UPDATE: Naturally, when the discussion is on planes, trains or automobiles, one needs to check out what Liberty Scott has to say today. He's not just better informed than Jeanette Fitzsimons, he's better looking as well.

6 comments:

Dave Mann said...

Yes, PC. But its worse than that.

I recently made a few rail trips into Auckland City at rush hour and to my amazement I wasn't asked for my ticket once!

The trains were full and there were two 'ticket collectors' in each carriage.... and they just stood there like dummies, doing absolutely nothing.

Now, admittedly, it would have been a big ask for them to have pushed through and exhaustively checked every ticket in the throng as the carriage was so crowded - but these 'workers' are probably being paid, um, I dunno, $30,000 per annum each and there must be scores of them on the Auckland rail network, all doing nothing during rush times when the crowds are too big for them to be bothered with.

As the commuters will all have realised by now, its hardly necessary to pay for a ticket during rush hour. Probably the majority of them buy 10-trip tickets which last for 20 or 30 trips - so how much revenue is this silly invented "Veola" company bleeding each day? Bucketloads. Just because they couldn't be bothered installing barriers and a decent ticketing system, but instead the employ brain dead morons who just do nothing.

And why is this?

Why would a company behave in this way?

..... because some government or local government agency is giving them a subsidy to pretend to run a railway, thats why. This "Veola" or whatever they call themselves, couldn't care a fuck whether the commuters pay or don't pay, because our money is being poured into their coffers in the way of subsidies from your and my taxes, so the little matter of revenue from customers is just a trifling detail.

They call it "private enterprise", but really it is just another huge rort. A good rail network would be absolutely great in Auckland, but we're not going to get one while one in three passengers travels free and the staff just stand there picking their noses.

Anonymous said...

I find Idiot/Savant's blog posts, just simply idiot. His comment from the link that PC linked to :

Time to buy back the trains too

IS said...
Rail services are vital infrastructure, and its entirely appropriate for the government to own them.

Appropriate for the government to own them for what?

Mr. Idiot blog site is just rubbish. He doesn't have any intellectual argument or debate about what he writes about. This means that I/S is what his blog site says.

Anonymous said...

This is just horrible. The way this government wastes money is absolutely ridiculous.

Now, how do we throw Jim Taggart out of business...
I suppose the only way is to get the government to stop paying him.

Anonymous said...

There are only two passenger railway companies that make profit.
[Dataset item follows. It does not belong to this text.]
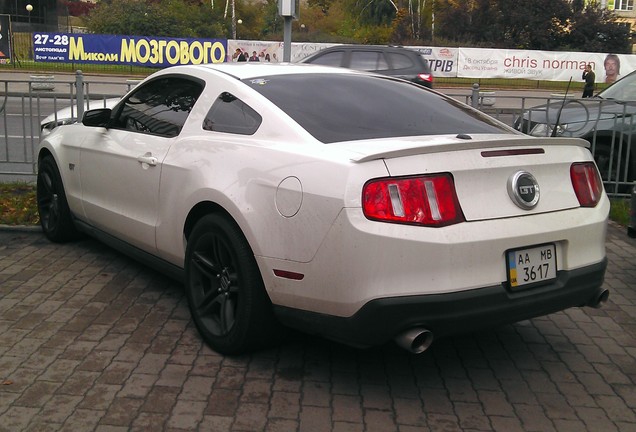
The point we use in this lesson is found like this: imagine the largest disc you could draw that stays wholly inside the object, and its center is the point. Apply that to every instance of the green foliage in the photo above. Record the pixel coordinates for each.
(538, 24)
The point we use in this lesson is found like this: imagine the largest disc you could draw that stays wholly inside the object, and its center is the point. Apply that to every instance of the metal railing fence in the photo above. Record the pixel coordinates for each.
(25, 103)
All the rest are in the game of extracting subsidy and receiving stolen property.

Can anyone guess the names and locations of the two profitable passenger railways?

LGM

Anonymous said...

Solid Energy should look at leasing or buying the rolling stock that shifts their coal from the Coast to Lyttleton; possibly buying the Tranz Alpine plant for running during the months of high patronage.

Sell the rest for scrap, at $500+ a ton, it would be better than dipping into the taxpayer trough.

George

Andrew B said...

Is one of the profitable railway companies the (privately owned) Taeri Gorge Railway? Does it own its own lines or lease them?